The Labor Department said Thursday the number of U.S. workers applying for jobless benefits last week rose by more than economists had expected. Elsewhere, the Conference Board said its index of leading economic indicators posted an unexpected fall in March, as consumers turned gloomy on the economic outlook. The index declined 0.1% in March, its first fall since August, and counter to an expected 0.2% rise recorded in a survey of economists by Dow Jones Newswires.

U.S. gasoline demand dropped to a one-month low and was the lowest for the second week in April in 16 years, government data released on Thursday show. Demand of 8.383 million barrels a day last week was nearly 400,000 barrels a day below the year-earlier level.
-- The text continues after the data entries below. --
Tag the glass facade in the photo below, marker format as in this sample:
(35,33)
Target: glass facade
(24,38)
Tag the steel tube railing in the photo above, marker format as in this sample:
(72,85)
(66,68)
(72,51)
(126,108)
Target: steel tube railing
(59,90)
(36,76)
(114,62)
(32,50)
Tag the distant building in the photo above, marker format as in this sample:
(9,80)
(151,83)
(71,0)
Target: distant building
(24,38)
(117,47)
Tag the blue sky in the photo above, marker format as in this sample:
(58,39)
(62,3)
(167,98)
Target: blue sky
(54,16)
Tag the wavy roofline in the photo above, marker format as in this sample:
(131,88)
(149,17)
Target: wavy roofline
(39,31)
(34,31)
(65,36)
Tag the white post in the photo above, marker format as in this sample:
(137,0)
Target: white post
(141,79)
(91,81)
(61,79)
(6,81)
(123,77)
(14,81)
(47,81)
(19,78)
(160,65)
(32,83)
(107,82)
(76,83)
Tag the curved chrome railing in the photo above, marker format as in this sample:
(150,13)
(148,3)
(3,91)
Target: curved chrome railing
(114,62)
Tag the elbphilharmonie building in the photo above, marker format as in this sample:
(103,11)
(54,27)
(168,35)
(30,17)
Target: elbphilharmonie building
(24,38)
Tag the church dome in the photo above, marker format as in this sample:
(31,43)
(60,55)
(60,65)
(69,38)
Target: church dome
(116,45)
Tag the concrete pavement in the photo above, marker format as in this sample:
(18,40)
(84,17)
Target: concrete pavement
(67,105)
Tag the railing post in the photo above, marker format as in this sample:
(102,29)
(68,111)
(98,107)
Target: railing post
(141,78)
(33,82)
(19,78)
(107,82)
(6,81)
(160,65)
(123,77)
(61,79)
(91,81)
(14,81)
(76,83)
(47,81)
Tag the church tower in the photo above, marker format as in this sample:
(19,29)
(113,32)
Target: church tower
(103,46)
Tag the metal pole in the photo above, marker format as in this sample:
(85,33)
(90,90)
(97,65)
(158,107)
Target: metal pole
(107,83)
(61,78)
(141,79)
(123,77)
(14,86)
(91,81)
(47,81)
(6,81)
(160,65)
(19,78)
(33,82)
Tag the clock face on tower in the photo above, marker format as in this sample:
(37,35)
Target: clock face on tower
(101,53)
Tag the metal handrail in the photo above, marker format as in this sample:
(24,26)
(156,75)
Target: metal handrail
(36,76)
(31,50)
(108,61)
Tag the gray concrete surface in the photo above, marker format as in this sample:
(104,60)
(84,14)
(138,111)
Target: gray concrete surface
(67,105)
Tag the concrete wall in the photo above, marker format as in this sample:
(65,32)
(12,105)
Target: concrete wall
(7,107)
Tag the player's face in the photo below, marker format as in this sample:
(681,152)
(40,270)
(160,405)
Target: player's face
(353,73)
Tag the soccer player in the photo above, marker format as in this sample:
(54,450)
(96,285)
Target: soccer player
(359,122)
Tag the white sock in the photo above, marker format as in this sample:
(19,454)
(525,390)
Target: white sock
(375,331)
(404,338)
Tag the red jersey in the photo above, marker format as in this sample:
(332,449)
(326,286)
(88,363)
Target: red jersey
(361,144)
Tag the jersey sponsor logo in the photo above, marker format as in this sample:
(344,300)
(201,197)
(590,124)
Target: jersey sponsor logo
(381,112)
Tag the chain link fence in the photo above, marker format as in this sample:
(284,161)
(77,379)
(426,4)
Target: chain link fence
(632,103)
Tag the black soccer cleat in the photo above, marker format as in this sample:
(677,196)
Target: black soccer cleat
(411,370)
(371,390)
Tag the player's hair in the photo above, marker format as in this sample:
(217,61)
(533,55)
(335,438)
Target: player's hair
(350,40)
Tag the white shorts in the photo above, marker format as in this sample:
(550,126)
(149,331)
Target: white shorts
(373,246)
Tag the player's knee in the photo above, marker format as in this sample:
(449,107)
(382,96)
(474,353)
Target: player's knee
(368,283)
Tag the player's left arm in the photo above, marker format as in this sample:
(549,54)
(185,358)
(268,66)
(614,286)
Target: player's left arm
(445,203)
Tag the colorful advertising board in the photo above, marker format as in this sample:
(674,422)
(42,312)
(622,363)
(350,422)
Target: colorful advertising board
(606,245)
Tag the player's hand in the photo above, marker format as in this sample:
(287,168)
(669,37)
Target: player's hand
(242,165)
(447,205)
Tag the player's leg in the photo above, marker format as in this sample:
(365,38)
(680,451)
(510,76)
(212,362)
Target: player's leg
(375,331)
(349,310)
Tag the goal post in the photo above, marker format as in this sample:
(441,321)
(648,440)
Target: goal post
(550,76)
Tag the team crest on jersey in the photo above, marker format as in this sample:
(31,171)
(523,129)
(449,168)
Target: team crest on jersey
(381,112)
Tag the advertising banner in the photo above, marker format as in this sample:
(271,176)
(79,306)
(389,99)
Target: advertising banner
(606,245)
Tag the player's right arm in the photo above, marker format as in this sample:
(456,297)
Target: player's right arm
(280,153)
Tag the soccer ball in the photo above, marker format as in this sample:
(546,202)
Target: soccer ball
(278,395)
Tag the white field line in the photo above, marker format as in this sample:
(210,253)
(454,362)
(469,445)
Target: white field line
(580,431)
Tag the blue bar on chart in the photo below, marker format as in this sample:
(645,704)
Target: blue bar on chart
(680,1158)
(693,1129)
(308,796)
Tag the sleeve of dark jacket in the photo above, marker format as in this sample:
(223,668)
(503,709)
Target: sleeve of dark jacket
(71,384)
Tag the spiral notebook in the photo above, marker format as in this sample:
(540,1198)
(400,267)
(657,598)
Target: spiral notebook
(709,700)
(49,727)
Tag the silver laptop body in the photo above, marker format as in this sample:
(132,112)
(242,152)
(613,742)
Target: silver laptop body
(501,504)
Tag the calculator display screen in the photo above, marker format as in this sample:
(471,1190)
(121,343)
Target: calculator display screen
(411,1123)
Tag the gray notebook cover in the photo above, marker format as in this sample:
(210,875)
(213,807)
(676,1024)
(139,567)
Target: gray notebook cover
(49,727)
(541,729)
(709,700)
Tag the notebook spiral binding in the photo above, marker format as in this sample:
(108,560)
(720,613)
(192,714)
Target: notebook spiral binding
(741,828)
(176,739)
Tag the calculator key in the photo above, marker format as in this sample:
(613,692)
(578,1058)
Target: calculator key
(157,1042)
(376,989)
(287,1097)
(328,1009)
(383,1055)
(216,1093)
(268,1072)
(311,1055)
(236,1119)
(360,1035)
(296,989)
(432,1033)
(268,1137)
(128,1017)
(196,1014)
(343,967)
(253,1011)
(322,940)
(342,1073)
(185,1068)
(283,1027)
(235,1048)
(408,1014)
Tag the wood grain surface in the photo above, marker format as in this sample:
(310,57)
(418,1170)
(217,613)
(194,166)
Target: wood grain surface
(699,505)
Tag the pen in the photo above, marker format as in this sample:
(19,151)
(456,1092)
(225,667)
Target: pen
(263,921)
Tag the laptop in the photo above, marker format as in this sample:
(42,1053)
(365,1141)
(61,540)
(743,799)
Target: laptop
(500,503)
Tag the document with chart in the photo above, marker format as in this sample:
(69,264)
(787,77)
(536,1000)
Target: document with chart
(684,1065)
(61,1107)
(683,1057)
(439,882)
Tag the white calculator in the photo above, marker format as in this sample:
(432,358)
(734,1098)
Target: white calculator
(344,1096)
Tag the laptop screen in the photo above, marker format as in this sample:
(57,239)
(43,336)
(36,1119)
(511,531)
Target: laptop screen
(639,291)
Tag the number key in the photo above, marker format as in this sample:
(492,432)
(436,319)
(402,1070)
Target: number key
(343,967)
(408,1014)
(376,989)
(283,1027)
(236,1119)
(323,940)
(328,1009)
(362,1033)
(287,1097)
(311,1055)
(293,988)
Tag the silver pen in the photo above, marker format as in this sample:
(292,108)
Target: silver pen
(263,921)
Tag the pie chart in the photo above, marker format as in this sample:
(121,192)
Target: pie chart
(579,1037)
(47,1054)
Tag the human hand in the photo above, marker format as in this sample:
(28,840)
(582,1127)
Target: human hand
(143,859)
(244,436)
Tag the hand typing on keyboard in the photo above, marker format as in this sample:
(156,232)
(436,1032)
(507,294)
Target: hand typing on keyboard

The Energy Information Administration forecasted last week that gains in fuel-efficient vehicles will trim spring-summer driving season demand this year to a 12-year low of 8.877 million barrels a day.

Nymex May reformulated gasoline blendstock futures posted the first gain after falling 12%, or 37.25 cents in five of the previous six sessions to a three-month low. The contract settled up 2.65 cents, or 1%, Thursday, at $2.7555 a gallon.

Nymex May heating oil futures settled 4.45 cents, or 1.6%, higher, at $2.7791 a gallon. Prices fell 7.7% over the previous six days to the lowest level since July 2012.